3.4 Potential toxicity biomarkers

To determine potential toxicity biomarkers, the Mann–Whitney (U) statistical test was applied to assess the significance of the listed 16 variables as potential biomarkers. This test showed that these selected variables can indeed be considered potential toxicity biomarkers.

The p-values for this test were calculated using a custom Python script (version 3.13.5), specifically employing the scipy.stats library. However, to confirm this information, an ROC curve analysis was conducted for all 16 variables (Table 3). In this way, metabolites with an ROC-AUC value ≥ 0.9 indicate a very high ability to correctly separate the two evaluated groups (doped and non-doped samples), suggesting that they can be considered effective potential toxicity biomarkers.
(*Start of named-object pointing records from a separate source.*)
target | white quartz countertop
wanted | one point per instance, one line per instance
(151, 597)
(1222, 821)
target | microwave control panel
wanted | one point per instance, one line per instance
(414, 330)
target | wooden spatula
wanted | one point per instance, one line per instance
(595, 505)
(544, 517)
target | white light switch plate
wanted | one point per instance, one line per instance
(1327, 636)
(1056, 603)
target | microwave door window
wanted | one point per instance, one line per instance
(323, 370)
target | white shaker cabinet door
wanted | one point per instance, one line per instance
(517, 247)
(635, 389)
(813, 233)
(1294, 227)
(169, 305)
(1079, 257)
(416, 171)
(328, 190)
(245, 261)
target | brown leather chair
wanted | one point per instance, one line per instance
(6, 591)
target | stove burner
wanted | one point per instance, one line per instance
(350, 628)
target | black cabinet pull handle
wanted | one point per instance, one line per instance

Table 3 Candidate response metabolites as potential toxicity biomarkers in Hass avocado
Compound number Code Compound U statistic (Mann–Whitney) p-Value Curve ROC-AUC Potential biomarker of toxicity (significance)
** Acceptance criterion for ROC-AUC ≥ 0.90. (Ref 34). * Significance U stadistic (Mann-Whitney).
1 V93 (E)-2-Octenal 2580.00 0.0000 0.97 **
2 V129 Decanal 2523.00 0.0000 0.94 **
3 V86 Oct-3-en-2-one 2500.50 0.0000 0.94 **
4 V102 Nonanal 2418.00 0.0000 0.90 **
5 V29 Hexanal 2395.50 0.0000 0.90 **
6 V54 (E)-2-Heptenal 2319.00 0.0000 0.87 *
7 V57 Benzaldehyde 2290.50 0.0000 0.86 *
8 V13 Hexane, 2,2-dimethyl- 2223.00 0.0000 0.83 *
9 V139 (E)-2-Decenal 2182.50 0.0000 0.82 *
10 V218 Zonarene 2083.50 0.000 0.78 *
11 V43 Heptanal 1980.00 0.000 0.74 *
12 V3 Acetonitrile 1930.50 0.0000 0.72 *
13 V1 Methyl isocyanide 1878.00 0.0000 0.70 *
14 VX83 2484.00 0.0000 0.93 **
15 VX130 2355.00 0.0000 0.88 *
16 VX281 2118.00 0.0000 0.79 *


This study determined the ROC-AUC values for the 16 candidate biomarker compounds, of which the ROC-AUC curve indicates a superior or equal performance to 0.9 for the variables V93 (Fig. 8A), V129 (Fig. 8B), V86 (Fig. 8C), V102 (Fig. 8D), V29 (Fig. 8E), and an unknown metabolite categorized as VX83 (Fig. 8F). Therefore, these 6 compounds were identified as potential toxicity biomarkers, as they individually exhibit a strong ability to discriminate between the doped and non-doped sample groups in Hass avocado. To date, no previous studies have reported the identification of potential toxicity biomarkers in Hass avocado. However, studies have been reported on the exploration of physicochemical and metabolomic markers developed during the fruit's ripening process.35


image file: d5fb00163c-f8.tif
Fig. 8 AUC-ROC curves for the following compounds: (A) V93 ((E)-2-Octenal). (B) V129 (Decanal).39 (C) V86 (Oct-3-en-2-one). (D) V102 (Nonanal).39 (E) V29 (Hexanal).39 (E) V29 (Hexanal).39 (F) VX83 (unknown compound).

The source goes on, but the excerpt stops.